We evaluated whether a binary metabolic end point for change (Δ) from baseline to 1-year postrandomization could be useful in type 1 diabetes (T1D) prevention trials. Using 2-h oral glucose tolerance testing data from the stage 1 participants in the recent abatacept prevention trial and similar participants in the observational TrialNet Pathway to Prevention (PTP) study, we assessed Δmetabolic measures, plotted glucose and C-peptide response curves, and categorized vectors for Δ from baseline to 1 year as metabolic treatment failure versus success. Analyses were validated using the teplizumab prevention study.
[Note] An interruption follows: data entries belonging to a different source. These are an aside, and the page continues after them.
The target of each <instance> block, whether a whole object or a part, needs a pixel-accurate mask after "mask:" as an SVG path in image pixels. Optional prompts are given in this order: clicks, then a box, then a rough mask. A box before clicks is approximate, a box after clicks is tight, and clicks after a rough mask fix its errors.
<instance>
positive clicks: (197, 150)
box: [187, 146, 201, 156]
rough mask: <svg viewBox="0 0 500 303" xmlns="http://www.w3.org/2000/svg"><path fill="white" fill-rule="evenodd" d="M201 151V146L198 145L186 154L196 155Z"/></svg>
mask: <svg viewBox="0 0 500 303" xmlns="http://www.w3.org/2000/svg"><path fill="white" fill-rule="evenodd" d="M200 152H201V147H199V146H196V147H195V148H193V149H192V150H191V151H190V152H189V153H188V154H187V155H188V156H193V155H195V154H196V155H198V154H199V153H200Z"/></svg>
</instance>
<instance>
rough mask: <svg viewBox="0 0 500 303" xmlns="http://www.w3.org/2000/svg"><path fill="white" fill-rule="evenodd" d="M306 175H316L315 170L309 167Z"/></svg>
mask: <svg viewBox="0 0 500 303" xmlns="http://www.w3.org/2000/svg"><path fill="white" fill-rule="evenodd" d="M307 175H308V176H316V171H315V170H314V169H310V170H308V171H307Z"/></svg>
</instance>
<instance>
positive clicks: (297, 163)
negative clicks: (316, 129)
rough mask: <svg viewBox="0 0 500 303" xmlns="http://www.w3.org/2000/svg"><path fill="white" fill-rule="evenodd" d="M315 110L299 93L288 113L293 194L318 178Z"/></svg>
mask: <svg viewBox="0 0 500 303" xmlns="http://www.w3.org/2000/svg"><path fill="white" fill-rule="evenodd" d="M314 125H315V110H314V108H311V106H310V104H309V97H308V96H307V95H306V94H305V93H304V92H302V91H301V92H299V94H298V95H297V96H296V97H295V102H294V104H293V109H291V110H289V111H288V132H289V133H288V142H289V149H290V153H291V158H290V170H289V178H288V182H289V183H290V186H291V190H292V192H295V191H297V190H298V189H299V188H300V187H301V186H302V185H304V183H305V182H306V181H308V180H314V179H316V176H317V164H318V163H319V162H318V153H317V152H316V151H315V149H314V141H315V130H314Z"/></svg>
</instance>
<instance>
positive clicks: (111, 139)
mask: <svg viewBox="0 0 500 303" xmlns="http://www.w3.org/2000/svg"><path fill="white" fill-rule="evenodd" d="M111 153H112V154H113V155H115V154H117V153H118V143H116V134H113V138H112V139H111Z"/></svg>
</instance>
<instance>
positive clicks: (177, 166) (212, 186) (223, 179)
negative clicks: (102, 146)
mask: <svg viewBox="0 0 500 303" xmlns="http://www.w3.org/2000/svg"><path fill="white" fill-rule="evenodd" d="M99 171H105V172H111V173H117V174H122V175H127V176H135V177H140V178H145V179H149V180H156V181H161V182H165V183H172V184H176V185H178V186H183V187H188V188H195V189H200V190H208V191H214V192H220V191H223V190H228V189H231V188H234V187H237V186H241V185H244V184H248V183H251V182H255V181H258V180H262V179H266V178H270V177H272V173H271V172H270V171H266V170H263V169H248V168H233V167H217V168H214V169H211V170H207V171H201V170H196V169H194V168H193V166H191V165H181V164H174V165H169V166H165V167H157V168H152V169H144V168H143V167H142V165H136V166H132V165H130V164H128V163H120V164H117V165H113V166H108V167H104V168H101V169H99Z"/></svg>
PTP participants with Δglucose >0 and ΔC-peptide <0 from baseline to 1 year were at substantially higher risk for stage 3 T1D than those with Δglucose <0 and ΔC-peptide >0 (P < 0.0001). Based on this, we compared placebo versus treatment groups in both trials for failure (Δglucose >0 with ΔC-peptide <0) versus success (Δglucose <0 with ΔC-peptide >0) after 1 year. Using this endpoint, a favorable metabolic impact of abatacept was found after 12 months of treatment. An analytic approach using a binary metabolic end point of failure versus success at a fixed time interval appears to detect treatment effects at least as well as standard primary end points with shorter follow-up. ARTICLE HIGHLIGHTS Challenges in time to event type 1 diabetes (T1D) prevention trial design can yield negative results even for treatments that may actually improve disease pathology. We evaluated whether a binary metabolic end point for 12-month change from baseline to 1 year postrandomization could be useful in T1D prevention trials. This approach detected treatment effects at least as well as standard primary end points with shorter follow-up. Fixed interval metabolic end points should be used in combination with traditional T1D end points to better understand treatment effects of preventive agents.